First up, The Los Angeles Times reports the feds shut down a company in California that was supposedly selling death futures contracts (aka viaticals.)

Death future contracts are a sketchy area of the investing world where people buy the rights to someone else’s life insurance policy and then hope the original policy holder dies in a hurry so they can collect. On a personal and ethical level, I’m opposed to death future contracts.

But the field has also been fraught with business concerns over the years as well. Now we have this report that an organization called Christian Stanley was shut down by the feds for taking nearly $5 million from would be investors. The company’s founder allegedly spent the money on luxury hotels, fancy cars, nightclubbing and more.

When you’re being sold a weird investment like a death future, you have no way to know if the seller is representing that investment honestly because the market is unregulated. My advice is to just steer clear of these kinds of things.

If the economic disincentive is not enough, think of the ethical dilemma of hoping to make money on somebody dying in a hurry!

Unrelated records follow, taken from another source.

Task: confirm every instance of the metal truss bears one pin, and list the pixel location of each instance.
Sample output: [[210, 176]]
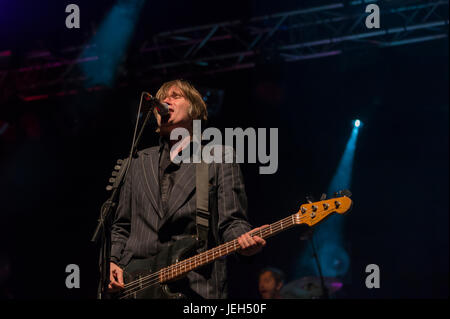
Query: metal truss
[[302, 34]]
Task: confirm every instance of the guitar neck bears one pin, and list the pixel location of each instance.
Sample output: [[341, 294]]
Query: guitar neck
[[179, 269]]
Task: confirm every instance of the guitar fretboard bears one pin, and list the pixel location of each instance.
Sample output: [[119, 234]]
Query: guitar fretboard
[[181, 268]]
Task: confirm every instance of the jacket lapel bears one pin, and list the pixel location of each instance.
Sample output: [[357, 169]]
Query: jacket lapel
[[182, 189], [150, 175]]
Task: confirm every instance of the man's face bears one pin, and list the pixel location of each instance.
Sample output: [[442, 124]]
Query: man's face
[[268, 287], [178, 111]]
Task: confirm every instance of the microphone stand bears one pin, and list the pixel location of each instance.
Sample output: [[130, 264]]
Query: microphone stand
[[104, 221]]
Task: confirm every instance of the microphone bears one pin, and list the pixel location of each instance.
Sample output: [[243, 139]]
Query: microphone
[[162, 108]]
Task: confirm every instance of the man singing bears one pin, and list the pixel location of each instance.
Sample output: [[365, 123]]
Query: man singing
[[157, 202]]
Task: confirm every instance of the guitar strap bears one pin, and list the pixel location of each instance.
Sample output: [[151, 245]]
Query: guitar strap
[[202, 216]]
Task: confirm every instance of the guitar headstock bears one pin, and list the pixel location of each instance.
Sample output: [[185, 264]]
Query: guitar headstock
[[313, 213]]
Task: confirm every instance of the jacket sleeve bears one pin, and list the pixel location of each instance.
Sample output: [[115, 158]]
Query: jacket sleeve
[[121, 225]]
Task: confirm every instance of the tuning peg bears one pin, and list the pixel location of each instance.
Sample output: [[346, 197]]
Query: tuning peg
[[346, 192]]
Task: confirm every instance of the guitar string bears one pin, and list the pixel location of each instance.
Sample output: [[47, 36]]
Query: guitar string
[[147, 280], [155, 276], [213, 251]]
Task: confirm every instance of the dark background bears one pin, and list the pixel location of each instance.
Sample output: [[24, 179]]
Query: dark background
[[58, 154]]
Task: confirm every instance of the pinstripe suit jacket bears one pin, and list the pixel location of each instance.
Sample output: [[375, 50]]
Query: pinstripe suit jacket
[[140, 227]]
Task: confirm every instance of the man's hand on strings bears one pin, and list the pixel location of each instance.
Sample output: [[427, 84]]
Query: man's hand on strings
[[115, 278], [251, 245]]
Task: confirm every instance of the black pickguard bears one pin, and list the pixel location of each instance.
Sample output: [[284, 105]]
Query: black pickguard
[[140, 268]]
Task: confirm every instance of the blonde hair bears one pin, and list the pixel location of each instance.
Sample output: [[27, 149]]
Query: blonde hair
[[198, 106]]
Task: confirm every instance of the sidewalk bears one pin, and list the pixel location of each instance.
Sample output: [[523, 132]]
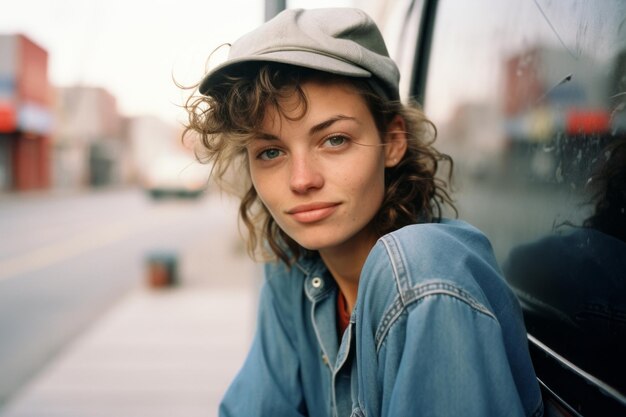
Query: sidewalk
[[167, 352]]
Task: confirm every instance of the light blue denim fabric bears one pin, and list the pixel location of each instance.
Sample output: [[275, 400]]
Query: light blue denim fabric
[[435, 332]]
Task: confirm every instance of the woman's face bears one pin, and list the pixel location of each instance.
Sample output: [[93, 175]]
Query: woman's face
[[321, 176]]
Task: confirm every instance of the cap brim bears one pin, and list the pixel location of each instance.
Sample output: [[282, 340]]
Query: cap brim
[[311, 60]]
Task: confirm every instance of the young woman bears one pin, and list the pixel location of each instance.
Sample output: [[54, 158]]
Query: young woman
[[373, 305]]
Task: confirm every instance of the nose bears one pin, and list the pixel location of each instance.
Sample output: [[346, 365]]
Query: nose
[[306, 174]]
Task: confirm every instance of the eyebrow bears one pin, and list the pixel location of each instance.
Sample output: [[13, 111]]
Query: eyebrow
[[327, 123], [313, 130]]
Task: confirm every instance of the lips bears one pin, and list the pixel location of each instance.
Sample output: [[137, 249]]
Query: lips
[[311, 213]]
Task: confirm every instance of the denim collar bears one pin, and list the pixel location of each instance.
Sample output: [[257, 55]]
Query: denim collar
[[318, 282]]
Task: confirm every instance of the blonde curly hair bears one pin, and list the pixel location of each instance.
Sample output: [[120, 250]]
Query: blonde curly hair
[[229, 116]]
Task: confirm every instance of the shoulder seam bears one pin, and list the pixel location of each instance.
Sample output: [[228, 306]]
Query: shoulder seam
[[414, 295]]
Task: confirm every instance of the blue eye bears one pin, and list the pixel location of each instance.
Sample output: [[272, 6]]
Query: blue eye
[[335, 141], [269, 154]]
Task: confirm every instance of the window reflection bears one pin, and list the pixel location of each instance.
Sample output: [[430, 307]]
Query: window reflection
[[531, 103]]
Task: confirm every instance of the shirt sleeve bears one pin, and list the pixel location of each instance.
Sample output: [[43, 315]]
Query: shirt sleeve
[[269, 382], [445, 358]]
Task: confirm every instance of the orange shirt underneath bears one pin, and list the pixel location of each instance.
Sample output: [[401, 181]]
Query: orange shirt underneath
[[343, 316]]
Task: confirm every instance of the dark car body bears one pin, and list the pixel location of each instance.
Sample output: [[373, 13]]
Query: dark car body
[[529, 98]]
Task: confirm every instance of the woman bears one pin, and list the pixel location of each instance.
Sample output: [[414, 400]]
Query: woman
[[374, 305]]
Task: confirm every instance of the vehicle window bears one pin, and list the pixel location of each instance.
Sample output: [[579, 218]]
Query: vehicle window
[[529, 99]]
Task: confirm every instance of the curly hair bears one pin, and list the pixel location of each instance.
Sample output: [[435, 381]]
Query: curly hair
[[229, 116]]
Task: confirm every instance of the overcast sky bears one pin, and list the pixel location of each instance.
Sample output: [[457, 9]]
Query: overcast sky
[[133, 47]]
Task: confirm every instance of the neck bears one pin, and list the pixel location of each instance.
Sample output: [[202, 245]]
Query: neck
[[345, 264]]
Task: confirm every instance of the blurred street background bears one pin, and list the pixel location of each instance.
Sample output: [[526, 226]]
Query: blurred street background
[[75, 258], [97, 192]]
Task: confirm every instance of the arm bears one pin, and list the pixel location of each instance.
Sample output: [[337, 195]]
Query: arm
[[446, 332], [269, 382], [445, 358]]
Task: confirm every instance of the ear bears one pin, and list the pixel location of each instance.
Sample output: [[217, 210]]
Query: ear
[[395, 141]]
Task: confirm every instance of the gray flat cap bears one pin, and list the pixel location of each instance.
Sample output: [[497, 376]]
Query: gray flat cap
[[341, 41]]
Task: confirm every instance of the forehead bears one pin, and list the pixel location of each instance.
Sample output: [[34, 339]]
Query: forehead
[[318, 99]]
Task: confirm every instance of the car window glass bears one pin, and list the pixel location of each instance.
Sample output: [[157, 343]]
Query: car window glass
[[529, 99]]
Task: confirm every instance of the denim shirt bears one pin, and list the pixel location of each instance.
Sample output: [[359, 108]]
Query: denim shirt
[[435, 332]]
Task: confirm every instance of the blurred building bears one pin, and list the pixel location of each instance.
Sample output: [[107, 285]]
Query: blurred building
[[25, 114], [89, 140]]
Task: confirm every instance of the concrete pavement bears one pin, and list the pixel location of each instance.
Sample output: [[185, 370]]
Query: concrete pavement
[[157, 352]]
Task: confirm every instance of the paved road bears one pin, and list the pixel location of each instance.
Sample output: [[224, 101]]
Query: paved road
[[65, 259]]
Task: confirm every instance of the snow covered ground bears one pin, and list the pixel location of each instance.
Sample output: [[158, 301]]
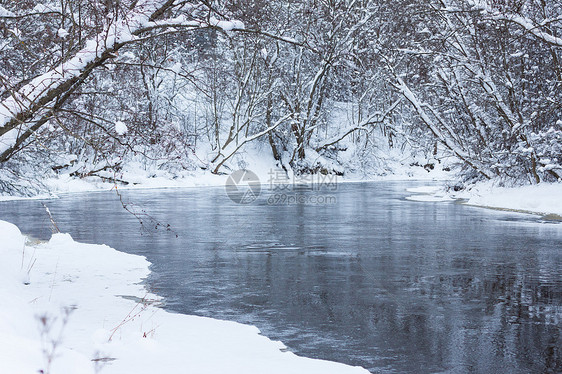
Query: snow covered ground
[[544, 199], [80, 308]]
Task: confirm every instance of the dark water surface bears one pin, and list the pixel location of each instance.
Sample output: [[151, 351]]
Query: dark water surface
[[374, 280]]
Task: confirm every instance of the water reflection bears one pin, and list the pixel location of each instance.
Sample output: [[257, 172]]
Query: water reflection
[[374, 280]]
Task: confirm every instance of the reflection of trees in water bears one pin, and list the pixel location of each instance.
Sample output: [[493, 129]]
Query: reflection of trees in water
[[497, 318], [504, 319]]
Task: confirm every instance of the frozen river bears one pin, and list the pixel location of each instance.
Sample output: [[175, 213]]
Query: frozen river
[[368, 278]]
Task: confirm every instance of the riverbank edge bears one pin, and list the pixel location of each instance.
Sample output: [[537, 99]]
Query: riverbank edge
[[544, 199], [82, 308]]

Meanwhile, Bloomberg reports that a Florida outfit was ripping off retirees and teachers by promising annual returns of 124% in private equity funds. But the crooks just took money and did no investing whatsoever. Instead, they produced false statements each month and then the whole thing collapsed with $22 million gone.

There’s a common theme here: Fast talkers are convincing individuals — at a time when nothing seems safe and safe means puny returns — that they have a way to make a fortune of money. Don’t believe somebody’s invented a new magic show that suspends the laws of economics and investing!